Operation Hope Founder Brings Urgency To Financial Inclusion With Shopify Partnership

Operation Hope Spotlights Financial Inclusion

Some people fit their names perfectly. John Bryant’s middle name is “Hope.” Not only is it his legal, given name, it is also a concept and practice he brings to the organization he founded in 1992 to lift underserved populations into the formal financial system. For those people, the ones who benefit from the work of Atlanta’s Operation Hope, he is an advocate. For the financial services business, he is an innovator and a provocateur, urging the private sector to bridge the opportunity gap between the rich and the poor. Put simply: John Hope Bryant is riding a good deal of momentum as America’s foremost proponent of financial inclusion.

Operation Hope bills itself as the nation’s private banker to the working poor and middle class, particularly for African-American communities, “equipping people with the tools and training needed to lift themselves up and out of poverty, empowering them to realize their aspirations.” Bryant believes that poverty and income inequality is putting the entire capitalist system at risk. His new book, “Up From Nothing: The Untold Story of How We (All) Succeed,” offers his vision for a reimagining of poverty as well as a way out of it, which he says is by growing a sustainable middle class powered by opportunity.

“I give a lot of credit to those in the private sector for getting the memo,” Bryant told PYMNTS CEO Karen Webster. He said private companies deserve that credit because they’ve realized that the current income inequality is not sustainable. “The only solution is to upgrade capitalism itself and to use our balance sheets, our budgets, our companies and our moral compass as an asset to help other people come up,” Bryant said.

“Upgrading” capitalism is not just an empty phrase for Bryant and the team at Operation Hope. Bryant has set out two leadership initiatives in this area: One is a “Marshall Plan” to eradicate poverty, playing off the post-World War II policy of using capital to rebuild defeated nations. The second is what he calls the “Five Pillars Of Success for Reclaiming the American Dream: massive education, understanding the numbers, family structure and resiliency, self-esteem and confidence and role modeling. Four of the pillars are fairly self-explanatory. “Understanding the numbers” involves facts and concepts that Bryant believes need to be better understood by the private sector and government agencies. For example, according to Operation Hope research, 63 percent of Americans say they would be unable to afford a $500 car repair or a $1,000 emergency room bill. One of the organization’s services, credit and financial counseling, has helped its clients through workshops, one-on-one counseling and financial coaching. Through this service, 72 percent of clients see a FICO score increase, and 25 percent achieve an above-prime FICO score of 660 or greater after six months of participation.

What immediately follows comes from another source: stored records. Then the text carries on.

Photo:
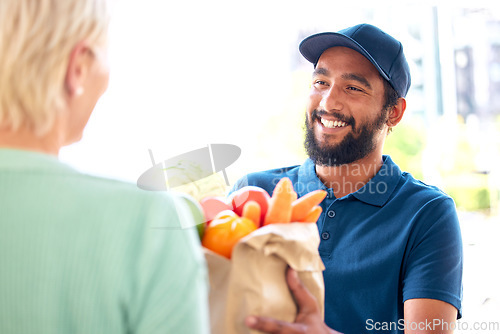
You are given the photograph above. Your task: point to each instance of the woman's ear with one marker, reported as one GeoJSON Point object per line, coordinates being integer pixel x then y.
{"type": "Point", "coordinates": [396, 113]}
{"type": "Point", "coordinates": [78, 69]}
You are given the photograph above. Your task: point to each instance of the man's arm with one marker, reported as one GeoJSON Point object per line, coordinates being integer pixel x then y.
{"type": "Point", "coordinates": [426, 316]}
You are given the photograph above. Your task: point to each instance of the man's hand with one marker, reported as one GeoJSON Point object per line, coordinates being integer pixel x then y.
{"type": "Point", "coordinates": [308, 319]}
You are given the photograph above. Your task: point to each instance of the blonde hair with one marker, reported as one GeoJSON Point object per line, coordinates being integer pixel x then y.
{"type": "Point", "coordinates": [36, 39]}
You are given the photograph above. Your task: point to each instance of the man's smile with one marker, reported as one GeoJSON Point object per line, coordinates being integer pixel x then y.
{"type": "Point", "coordinates": [332, 124]}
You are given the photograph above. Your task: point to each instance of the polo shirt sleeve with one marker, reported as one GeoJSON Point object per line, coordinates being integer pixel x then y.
{"type": "Point", "coordinates": [433, 267]}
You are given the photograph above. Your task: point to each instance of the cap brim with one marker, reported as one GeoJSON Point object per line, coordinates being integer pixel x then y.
{"type": "Point", "coordinates": [313, 46]}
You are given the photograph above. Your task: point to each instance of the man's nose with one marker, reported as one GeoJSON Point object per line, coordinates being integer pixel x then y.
{"type": "Point", "coordinates": [331, 99]}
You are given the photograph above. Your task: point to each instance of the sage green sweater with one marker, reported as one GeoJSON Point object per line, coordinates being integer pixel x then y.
{"type": "Point", "coordinates": [83, 254]}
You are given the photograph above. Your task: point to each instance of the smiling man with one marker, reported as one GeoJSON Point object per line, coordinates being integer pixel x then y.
{"type": "Point", "coordinates": [391, 244]}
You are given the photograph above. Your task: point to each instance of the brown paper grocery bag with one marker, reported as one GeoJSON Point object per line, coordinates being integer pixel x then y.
{"type": "Point", "coordinates": [253, 281]}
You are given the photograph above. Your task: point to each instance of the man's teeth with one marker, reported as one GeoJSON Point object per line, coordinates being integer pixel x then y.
{"type": "Point", "coordinates": [333, 124]}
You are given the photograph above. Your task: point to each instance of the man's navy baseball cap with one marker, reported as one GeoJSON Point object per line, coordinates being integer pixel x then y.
{"type": "Point", "coordinates": [382, 50]}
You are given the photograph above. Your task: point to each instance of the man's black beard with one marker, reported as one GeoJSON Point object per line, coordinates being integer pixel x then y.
{"type": "Point", "coordinates": [350, 149]}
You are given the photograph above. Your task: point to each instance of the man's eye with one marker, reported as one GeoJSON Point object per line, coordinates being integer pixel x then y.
{"type": "Point", "coordinates": [320, 82]}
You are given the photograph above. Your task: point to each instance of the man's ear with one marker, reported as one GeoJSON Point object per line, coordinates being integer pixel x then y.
{"type": "Point", "coordinates": [396, 113]}
{"type": "Point", "coordinates": [77, 70]}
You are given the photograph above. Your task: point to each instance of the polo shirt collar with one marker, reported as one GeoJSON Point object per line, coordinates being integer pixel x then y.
{"type": "Point", "coordinates": [376, 192]}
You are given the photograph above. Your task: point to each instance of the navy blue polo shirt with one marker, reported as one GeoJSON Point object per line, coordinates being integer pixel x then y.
{"type": "Point", "coordinates": [394, 239]}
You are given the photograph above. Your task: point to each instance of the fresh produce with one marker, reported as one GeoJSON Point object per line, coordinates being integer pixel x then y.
{"type": "Point", "coordinates": [250, 193]}
{"type": "Point", "coordinates": [250, 208]}
{"type": "Point", "coordinates": [280, 205]}
{"type": "Point", "coordinates": [301, 208]}
{"type": "Point", "coordinates": [212, 206]}
{"type": "Point", "coordinates": [225, 230]}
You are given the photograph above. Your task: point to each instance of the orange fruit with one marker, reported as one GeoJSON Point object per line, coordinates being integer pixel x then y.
{"type": "Point", "coordinates": [225, 230]}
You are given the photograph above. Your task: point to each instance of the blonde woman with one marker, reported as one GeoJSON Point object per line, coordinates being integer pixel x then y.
{"type": "Point", "coordinates": [80, 254]}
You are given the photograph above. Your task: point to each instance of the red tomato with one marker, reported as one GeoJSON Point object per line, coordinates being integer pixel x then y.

The Marshall Plan is more tangible. Bryant says his plan can add 1 percent to 2 percent to the U.S. GDP if those in poverty have access to free education from kindergarten through college, with the caveat that recipients find employment upon graduation. Other pillars in his Marshall Plan include financial literacy delivered through entrepreneur-oriented charter schools for the underserved, access to job opportunities delivered through tax credits and access to capital delivered through opportunity zones.

“Capital does not take risks,” Bryant said. “Capital wants to find a safe home. And so, if you hang around nine broke people, you’re going to be the tenth. Alternatively, nine wealthy people hang around another person and they create a tenth wealthy person, irrespective of brilliance, irrespective of intellect. It’s environment. It’s culture. So the question is, how do you expand?  How do you create a software upgrade on capitalism?”

Bryant calls his general concept “open-source capitalism.” America cannot be a global superpower when only half of the residents have a high school education, he said. It’s not a sustainable approach, and is indicative of governments and the private sector doing the easy, short-term things rather than the longer-term, more difficult things.

One of Operation Hope’s initiatives is to create one million Black-owned businesses by 2030. According to the U.S. Small Business Administration (SBA), Black-owned businesses represent only 9.5 percent of all businesses in the U.S. During the pandemic, there was a 41 percent decline in that population. In late October, Operation Hope received help on that front from Shopify, as it announced it will provide up to approximately $130 million of resources to help push the initiative over the line. It will help to heal a divide that he says is killing America’s economy.

“Sometimes you don’t see something that’s killing you,” Bryant said. “That was part of the brilliance of Dr. Martin Luther King. He took the problem of inequality and poverty to Washington, D.C. at a time when the nation couldn’t deal with the important issues because they were always dealing with the urgent ones. He made the important feel urgent. I think we’ve done that with the one million new Black business initiative that we launched with Shopify.”

According to Bryant, the Shopify deal has added that sense of urgency and the element of attraction. It’s also accountable and measurable. He says anecdotal evidence is encouraging, with the first benchmarking report slated to be issued in June 2021. Until then, he said, “buckle up.”